That said, J-1 workers have always been a welcome addition to our staff for reasons that have nothing to do with economics. Back home, they are college and university students who come from many different countries and bring with them a wide range of backgrounds and interests. The experience they have working for a summer in the United States is something they will carry for the rest of their lives. By the same token, their American co-workers have the opportunity to become acquainted with people they would otherwise never have the opportunity to meet, an experience they, too, will carry with them. Some of them establish relationships that outlast their time working at my restaurant. To dismiss these young people as “cheap foreign labor” does them a disservice. These are the future professionals of their home countries. I hope that even your own kids might someday have the privilege of having foreign co-workers at their summer jobs.
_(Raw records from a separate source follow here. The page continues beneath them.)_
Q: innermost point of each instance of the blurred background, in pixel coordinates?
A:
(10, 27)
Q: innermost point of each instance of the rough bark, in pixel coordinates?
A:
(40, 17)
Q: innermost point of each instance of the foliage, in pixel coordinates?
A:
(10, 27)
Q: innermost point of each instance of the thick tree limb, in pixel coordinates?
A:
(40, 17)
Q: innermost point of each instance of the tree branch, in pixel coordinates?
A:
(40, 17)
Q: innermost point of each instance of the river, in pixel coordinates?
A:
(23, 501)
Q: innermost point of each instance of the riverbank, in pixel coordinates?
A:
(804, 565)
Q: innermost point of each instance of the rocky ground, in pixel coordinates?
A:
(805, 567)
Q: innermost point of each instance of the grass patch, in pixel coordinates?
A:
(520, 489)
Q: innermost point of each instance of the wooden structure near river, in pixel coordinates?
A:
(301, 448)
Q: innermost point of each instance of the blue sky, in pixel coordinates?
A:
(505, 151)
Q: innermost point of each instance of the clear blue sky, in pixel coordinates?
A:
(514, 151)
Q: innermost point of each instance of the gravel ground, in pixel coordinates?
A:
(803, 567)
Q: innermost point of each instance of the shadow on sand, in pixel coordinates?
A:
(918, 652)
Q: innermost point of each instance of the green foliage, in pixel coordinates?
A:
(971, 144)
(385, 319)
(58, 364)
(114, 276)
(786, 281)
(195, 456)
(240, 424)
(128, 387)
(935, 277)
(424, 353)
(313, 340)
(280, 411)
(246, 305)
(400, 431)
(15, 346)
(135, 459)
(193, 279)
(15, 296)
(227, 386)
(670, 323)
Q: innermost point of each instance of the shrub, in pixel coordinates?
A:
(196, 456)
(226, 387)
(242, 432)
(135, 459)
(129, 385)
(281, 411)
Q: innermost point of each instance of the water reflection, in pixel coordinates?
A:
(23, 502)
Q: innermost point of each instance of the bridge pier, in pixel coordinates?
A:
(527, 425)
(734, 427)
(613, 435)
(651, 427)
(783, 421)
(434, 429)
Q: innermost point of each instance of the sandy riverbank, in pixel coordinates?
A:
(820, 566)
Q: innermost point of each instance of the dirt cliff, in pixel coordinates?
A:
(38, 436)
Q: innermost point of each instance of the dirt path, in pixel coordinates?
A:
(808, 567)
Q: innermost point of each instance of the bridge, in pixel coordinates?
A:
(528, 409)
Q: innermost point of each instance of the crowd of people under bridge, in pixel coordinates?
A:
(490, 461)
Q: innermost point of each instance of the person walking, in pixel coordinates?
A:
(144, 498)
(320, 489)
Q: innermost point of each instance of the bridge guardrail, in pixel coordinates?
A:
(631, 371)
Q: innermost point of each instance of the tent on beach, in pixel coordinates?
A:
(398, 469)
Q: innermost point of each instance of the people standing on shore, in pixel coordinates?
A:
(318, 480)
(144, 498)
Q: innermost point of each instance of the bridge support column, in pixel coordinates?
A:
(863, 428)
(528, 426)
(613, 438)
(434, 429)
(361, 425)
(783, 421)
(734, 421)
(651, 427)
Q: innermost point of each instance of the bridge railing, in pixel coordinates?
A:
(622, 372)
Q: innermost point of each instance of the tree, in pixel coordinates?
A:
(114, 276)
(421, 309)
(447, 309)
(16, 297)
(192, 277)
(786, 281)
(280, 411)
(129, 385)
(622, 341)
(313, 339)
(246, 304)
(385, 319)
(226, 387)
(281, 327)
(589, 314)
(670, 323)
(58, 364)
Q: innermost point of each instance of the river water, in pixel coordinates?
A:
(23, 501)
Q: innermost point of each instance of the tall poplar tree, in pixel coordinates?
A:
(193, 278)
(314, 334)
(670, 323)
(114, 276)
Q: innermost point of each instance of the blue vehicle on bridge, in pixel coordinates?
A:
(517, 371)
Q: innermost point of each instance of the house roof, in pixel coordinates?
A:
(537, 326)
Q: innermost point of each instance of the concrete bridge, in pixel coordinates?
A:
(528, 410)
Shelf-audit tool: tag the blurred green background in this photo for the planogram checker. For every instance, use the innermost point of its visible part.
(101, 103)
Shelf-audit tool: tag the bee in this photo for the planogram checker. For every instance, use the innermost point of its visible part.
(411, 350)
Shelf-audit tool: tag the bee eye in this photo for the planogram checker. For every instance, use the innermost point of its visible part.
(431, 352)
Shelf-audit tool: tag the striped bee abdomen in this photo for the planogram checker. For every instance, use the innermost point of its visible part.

Those are the facts. Now I’ll close by offering an observation of my own: I’m having a hard time squaring your comments about the previous administration’s disastrous trade and immigration policies with your critique of the J-1 visa program and employers who hire foreign students. It would seem that you are arguing in favor of precisely what the previous administration did, namely cancelling the J-1 program, slamming the door in the face of foreign student workers and the businesses who employ them. This has not worked out well.
You, sir, appear to be a hammer in search of a nail, and while there are plenty of excellent nails for you to swing at, in this case you’ve chosen the wrong one.